À la fin de chaque séance, le but de la thérapie EMDR était de me sentir mieux, en général, qu’à mon arrivée. Mon thérapeute et moi avons respiré profondément ensemble. Dans. Dehors. Dans. Dehors. Pendant les six premières phases, j’étais aux commandes. Afin que je garde le contrôle, Markel m’a expliqué ce à quoi je pouvais m’attendre, de retour dans le monde réel, alors que nous passions à la septième phase : la ré-évaluation. La scène continuerait probablement à se dérouler, et il pourrait même y avoir des moments où un nouveau détail émergerait. Tout cela fait partie du processus.
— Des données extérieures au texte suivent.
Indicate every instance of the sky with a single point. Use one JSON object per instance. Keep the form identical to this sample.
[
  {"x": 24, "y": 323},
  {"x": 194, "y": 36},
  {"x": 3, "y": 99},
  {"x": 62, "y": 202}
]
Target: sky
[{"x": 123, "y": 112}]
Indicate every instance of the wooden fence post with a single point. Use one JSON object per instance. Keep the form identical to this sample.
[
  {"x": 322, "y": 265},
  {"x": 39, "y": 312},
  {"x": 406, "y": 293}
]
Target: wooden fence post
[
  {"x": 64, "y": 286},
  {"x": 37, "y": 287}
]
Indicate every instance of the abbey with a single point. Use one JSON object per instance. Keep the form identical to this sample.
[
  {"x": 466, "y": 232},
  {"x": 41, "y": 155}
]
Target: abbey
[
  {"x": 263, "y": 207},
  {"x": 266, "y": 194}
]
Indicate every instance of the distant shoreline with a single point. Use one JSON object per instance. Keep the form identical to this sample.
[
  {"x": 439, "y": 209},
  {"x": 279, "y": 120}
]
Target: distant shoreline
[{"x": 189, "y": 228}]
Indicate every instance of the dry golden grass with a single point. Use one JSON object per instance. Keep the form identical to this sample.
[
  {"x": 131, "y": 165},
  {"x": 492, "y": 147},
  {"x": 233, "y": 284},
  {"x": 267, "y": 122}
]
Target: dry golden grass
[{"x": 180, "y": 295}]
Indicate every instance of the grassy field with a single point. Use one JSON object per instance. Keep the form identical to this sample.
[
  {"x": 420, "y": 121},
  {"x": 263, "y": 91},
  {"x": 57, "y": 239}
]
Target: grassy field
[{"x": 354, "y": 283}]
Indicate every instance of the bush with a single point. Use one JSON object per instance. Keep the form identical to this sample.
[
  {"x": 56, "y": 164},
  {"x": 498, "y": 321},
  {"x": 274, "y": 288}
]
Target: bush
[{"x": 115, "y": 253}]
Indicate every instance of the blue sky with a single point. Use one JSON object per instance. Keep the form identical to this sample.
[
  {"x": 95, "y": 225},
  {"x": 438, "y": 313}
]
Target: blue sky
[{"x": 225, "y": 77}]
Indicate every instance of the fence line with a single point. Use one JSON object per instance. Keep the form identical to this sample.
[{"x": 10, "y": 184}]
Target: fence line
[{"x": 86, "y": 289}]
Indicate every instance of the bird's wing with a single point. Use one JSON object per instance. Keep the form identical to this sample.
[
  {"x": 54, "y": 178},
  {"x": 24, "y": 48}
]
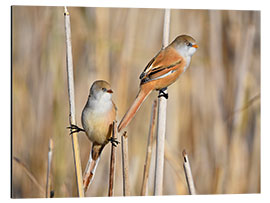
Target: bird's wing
[{"x": 163, "y": 64}]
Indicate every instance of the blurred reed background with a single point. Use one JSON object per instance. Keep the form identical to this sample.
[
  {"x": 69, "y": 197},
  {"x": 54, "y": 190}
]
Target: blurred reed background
[{"x": 213, "y": 109}]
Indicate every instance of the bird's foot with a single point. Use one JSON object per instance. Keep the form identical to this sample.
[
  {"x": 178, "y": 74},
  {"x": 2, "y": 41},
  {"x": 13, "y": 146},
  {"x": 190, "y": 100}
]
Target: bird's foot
[
  {"x": 163, "y": 94},
  {"x": 74, "y": 129},
  {"x": 113, "y": 141}
]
Elle m’a donné une série de techniques d’auto-apaisement : suppléments, journalisation, méditation, mantras, juste respiration. Et puis j’étais seule jusqu’à ce que je remette les pieds dans son bureau confortable.
Après les deux premières séances, nous avons commencé par la huitième phase, la réévaluation, puis sommes revenues en arrière et avons couvert à nouveau les phases trois à sept. Markel et moi parlions de mes dernières semaines dans le monde réel. Est-ce que je gérais mieux l’anxiété et la peur ? La scène s’est-elle jouée moins fréquemment ? Étais-je en train de guérir ? Nous avons répété cette séquence une fois toutes les deux semaines pendant des mois. L’objectif était de faire baisser mes notes sur l’échelle des unités subjectives de perturbation à « pas très dérangeant » et sur l’échelle de validité de la cognition jusqu’à « très crédible ». La thérapie visait à libérer le souvenir de mon esprit, à me permettre d’accepter ce qui s’était passé, puis à stocker le souvenir au fond de mon esprit, sans l’enfermer. Je n’enterrerais pas la terreur ; J’apprenais à l’accepter et à devenir plus forte. J’avais le contrôle.
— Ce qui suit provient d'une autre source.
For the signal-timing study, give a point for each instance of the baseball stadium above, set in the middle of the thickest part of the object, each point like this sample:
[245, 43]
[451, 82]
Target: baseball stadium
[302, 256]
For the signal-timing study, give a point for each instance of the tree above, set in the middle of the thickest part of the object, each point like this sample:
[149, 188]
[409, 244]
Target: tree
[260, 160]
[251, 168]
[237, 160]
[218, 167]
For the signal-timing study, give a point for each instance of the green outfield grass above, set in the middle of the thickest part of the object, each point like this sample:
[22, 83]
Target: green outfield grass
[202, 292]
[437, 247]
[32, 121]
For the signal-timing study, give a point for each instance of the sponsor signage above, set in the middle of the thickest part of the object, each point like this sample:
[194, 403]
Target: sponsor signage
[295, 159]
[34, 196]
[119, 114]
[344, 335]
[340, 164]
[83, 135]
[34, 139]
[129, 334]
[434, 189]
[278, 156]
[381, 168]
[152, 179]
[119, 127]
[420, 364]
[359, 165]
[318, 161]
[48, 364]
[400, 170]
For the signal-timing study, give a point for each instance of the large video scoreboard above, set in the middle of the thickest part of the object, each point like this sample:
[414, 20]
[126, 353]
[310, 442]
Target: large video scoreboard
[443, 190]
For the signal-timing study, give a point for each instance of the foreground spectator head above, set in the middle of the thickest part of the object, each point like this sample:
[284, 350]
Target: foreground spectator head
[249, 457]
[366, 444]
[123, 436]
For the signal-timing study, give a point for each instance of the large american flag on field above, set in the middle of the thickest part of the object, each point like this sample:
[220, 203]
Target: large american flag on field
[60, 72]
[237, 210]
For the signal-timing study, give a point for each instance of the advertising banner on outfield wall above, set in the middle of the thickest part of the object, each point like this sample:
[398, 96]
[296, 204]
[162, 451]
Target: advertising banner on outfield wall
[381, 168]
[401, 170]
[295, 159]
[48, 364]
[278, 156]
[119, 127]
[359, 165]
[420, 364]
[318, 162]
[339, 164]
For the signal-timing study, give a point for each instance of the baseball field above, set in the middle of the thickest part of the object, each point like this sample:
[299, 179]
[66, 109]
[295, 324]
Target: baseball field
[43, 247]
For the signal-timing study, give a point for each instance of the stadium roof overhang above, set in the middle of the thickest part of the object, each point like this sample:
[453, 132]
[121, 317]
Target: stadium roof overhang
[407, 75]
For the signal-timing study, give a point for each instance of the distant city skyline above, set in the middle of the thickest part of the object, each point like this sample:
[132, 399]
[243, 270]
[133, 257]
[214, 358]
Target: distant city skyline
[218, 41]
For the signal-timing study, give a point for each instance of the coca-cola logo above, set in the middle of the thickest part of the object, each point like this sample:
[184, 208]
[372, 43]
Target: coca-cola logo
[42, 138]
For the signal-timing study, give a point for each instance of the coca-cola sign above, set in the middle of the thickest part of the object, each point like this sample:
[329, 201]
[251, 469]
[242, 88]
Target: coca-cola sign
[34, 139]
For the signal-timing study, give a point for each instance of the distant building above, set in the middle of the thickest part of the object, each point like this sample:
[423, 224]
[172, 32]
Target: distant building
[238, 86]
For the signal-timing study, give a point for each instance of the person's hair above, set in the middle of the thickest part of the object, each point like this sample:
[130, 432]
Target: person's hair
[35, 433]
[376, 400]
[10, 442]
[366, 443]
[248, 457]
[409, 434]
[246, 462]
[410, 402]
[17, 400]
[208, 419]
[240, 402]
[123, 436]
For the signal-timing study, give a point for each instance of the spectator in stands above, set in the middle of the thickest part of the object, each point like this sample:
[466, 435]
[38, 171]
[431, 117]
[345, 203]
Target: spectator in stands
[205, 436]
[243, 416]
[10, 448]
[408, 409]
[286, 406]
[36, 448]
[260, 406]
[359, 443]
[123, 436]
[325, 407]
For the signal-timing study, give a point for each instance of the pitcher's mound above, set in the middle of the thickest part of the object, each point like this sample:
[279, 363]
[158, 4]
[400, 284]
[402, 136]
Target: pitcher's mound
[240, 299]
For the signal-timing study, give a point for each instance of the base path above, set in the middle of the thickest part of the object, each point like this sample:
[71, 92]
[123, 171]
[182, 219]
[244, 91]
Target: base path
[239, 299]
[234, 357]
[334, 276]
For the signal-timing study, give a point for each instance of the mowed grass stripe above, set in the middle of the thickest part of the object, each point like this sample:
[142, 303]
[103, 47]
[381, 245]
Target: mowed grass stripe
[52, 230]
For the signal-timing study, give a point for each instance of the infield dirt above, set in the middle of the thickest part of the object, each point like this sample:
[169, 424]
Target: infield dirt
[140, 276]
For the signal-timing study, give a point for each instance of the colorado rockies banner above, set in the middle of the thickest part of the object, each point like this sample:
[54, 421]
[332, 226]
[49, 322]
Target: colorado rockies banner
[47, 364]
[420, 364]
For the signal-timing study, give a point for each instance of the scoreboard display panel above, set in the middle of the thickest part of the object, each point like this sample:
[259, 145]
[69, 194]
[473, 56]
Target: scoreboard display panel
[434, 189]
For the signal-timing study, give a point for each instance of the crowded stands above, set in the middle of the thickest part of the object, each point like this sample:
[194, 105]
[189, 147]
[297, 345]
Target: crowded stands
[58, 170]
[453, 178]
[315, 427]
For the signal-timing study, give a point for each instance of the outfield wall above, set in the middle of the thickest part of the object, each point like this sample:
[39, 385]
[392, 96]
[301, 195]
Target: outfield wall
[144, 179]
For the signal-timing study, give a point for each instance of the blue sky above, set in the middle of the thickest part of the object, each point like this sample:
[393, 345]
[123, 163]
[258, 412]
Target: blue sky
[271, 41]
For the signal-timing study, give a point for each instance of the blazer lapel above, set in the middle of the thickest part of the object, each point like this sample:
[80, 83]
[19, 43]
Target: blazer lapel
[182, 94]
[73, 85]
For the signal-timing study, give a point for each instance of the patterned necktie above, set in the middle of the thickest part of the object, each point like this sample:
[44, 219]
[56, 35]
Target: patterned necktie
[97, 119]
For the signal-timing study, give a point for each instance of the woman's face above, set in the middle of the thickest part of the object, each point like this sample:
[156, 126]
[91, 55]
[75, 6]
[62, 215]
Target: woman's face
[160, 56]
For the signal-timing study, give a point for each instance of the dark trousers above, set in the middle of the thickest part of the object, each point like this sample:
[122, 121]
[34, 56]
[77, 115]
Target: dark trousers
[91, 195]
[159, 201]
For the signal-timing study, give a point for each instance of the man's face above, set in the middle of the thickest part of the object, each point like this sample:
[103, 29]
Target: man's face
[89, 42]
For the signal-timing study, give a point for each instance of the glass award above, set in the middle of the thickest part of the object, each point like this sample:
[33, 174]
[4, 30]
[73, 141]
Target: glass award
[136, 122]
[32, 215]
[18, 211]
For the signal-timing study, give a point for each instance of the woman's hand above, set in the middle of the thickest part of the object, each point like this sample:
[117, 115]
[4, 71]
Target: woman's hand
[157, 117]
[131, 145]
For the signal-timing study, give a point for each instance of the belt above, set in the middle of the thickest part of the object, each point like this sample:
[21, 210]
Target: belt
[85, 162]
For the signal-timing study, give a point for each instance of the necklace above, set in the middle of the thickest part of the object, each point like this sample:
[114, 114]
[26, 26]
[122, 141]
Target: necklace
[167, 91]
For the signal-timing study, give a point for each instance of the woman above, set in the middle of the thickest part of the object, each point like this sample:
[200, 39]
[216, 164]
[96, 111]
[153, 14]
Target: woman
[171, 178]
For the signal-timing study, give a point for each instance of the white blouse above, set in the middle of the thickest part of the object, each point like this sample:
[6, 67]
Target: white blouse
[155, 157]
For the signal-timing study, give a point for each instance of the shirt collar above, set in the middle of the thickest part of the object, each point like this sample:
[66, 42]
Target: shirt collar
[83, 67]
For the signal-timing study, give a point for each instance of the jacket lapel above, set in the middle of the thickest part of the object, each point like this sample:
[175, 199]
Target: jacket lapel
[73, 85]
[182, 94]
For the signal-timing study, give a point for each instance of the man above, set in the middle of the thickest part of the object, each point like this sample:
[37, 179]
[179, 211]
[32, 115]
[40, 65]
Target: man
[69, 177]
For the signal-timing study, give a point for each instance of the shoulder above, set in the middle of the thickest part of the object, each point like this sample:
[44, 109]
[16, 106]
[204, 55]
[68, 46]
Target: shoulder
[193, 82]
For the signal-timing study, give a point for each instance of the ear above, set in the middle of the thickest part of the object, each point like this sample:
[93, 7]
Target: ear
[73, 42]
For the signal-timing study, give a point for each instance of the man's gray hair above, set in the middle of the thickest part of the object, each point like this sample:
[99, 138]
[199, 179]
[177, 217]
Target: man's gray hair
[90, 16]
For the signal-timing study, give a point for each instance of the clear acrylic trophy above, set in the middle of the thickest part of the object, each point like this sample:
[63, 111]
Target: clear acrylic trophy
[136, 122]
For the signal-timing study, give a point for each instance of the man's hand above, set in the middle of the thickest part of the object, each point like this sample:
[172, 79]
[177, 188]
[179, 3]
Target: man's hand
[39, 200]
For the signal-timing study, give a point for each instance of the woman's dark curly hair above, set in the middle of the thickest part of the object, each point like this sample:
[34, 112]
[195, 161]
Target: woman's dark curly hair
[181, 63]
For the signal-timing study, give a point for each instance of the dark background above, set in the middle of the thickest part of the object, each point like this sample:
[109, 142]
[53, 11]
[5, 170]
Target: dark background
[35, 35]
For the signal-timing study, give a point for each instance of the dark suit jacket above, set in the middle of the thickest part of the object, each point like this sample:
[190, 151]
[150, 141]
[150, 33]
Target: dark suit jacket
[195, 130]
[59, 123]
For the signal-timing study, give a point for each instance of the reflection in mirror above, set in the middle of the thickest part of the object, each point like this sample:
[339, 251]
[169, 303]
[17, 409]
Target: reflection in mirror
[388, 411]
Il nous a fallu environ quatre mois pour passer par les phases avant d’en arriver là, avant que je n’aie plus besoin de l’EMDR. Certaines séances étaient moins difficiles, tandis que d’autres semblaient presque aussi difficiles que la première. Revivre le carjacking, permettre à la scène de se dérouler, est devenu plus facile, mais la tension dans mes mains ne s’est jamais complètement dissipée. C’était comme si une partie de moi ne voulait jamais oublier ce que j’avais ressenti à ce moment-là.
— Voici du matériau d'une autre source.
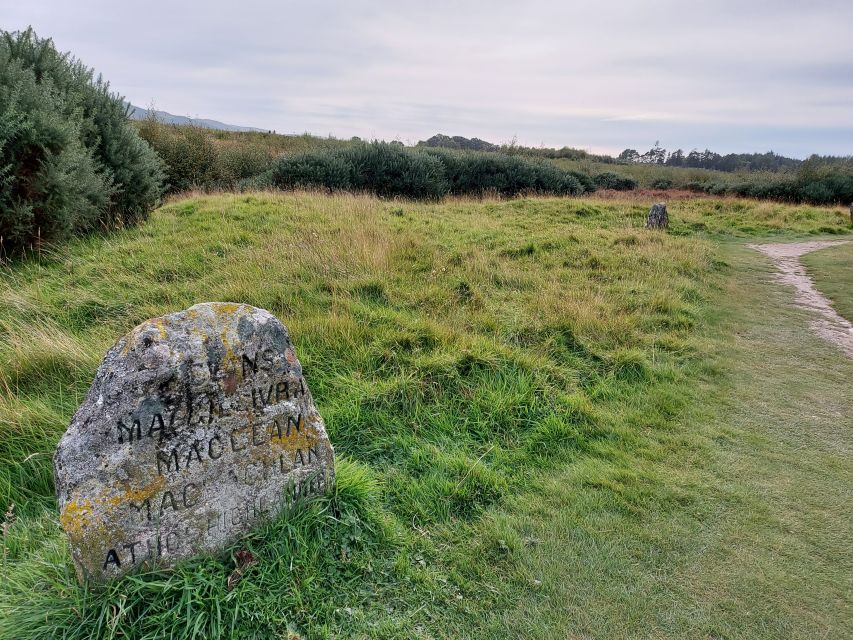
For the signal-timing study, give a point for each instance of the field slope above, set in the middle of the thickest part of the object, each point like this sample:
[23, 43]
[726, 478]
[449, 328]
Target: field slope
[550, 422]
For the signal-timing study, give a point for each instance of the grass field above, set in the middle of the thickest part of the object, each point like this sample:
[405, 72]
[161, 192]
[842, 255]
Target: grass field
[832, 271]
[549, 422]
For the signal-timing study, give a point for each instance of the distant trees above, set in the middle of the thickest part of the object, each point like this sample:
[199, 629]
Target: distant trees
[69, 160]
[708, 159]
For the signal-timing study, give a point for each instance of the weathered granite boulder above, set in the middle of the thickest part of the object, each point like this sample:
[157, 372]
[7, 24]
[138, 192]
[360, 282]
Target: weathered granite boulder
[657, 218]
[198, 425]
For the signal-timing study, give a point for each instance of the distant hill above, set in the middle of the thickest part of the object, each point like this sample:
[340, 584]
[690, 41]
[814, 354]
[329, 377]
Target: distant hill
[138, 113]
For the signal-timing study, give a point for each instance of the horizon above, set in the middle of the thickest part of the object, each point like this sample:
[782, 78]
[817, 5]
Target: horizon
[767, 77]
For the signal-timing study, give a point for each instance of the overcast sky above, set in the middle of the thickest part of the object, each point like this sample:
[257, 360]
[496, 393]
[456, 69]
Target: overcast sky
[603, 75]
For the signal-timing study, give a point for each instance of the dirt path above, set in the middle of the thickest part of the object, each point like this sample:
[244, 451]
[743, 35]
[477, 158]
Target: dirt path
[827, 323]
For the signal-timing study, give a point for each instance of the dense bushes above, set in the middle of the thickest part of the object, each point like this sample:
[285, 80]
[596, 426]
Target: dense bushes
[69, 160]
[823, 188]
[198, 158]
[390, 170]
[610, 180]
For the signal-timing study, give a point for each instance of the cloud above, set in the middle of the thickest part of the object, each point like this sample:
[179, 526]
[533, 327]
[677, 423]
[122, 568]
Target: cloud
[730, 75]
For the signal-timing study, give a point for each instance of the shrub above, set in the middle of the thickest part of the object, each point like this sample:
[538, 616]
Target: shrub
[69, 160]
[611, 180]
[392, 170]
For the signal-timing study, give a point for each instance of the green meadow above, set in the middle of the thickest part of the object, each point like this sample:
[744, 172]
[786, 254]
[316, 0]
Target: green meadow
[549, 422]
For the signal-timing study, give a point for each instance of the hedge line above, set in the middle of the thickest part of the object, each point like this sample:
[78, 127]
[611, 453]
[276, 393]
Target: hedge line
[391, 170]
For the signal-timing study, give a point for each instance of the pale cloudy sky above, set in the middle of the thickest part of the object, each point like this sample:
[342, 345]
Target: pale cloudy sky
[730, 75]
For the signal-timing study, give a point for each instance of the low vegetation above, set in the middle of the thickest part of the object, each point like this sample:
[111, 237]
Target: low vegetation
[464, 354]
[69, 160]
[205, 159]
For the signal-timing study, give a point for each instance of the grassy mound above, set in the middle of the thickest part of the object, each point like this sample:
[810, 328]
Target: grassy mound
[458, 352]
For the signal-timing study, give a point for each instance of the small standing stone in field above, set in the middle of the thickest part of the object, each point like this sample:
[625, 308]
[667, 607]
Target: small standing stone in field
[198, 425]
[657, 218]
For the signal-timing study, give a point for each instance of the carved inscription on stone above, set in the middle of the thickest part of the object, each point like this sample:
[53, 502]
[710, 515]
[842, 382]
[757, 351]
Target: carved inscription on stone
[198, 425]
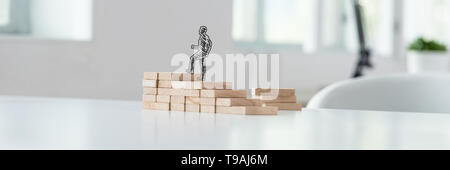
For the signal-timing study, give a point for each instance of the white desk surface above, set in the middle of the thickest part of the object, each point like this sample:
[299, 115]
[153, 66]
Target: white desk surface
[59, 123]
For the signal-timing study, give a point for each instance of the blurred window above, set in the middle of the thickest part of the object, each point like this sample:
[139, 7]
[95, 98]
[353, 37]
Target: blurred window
[329, 25]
Maintenant, je refuse de porter des leggings au travail. Je déteste conduire dans le noir, mais je suis capable de conduire ma Hyundai Kona blanche sans succomber à une crise de panique. J’éprouve une méfiance générale à l’égard des étrangers de sexe masculin, mais je suis assez forte pour m’aventurer seule. Je synchronise toujours ma respiration avec le fantôme d’un TheraTapper lorsque l’anxiété devient trop forte. Je serre et déploie mes doigts pour relâcher la tension. Ma vie est loin d’être celle d’avant janvier 2021. Je ne serai jamais la fille qui a été détournée en pleine nuit alors qu’elle se rendait au travail. Mais maintenant, quand je repense à ce souvenir, je ne vois plus de victime. Je ne m’en veux plus de ne rien faire pour empêcher que cela se produise. Je vois un survivante.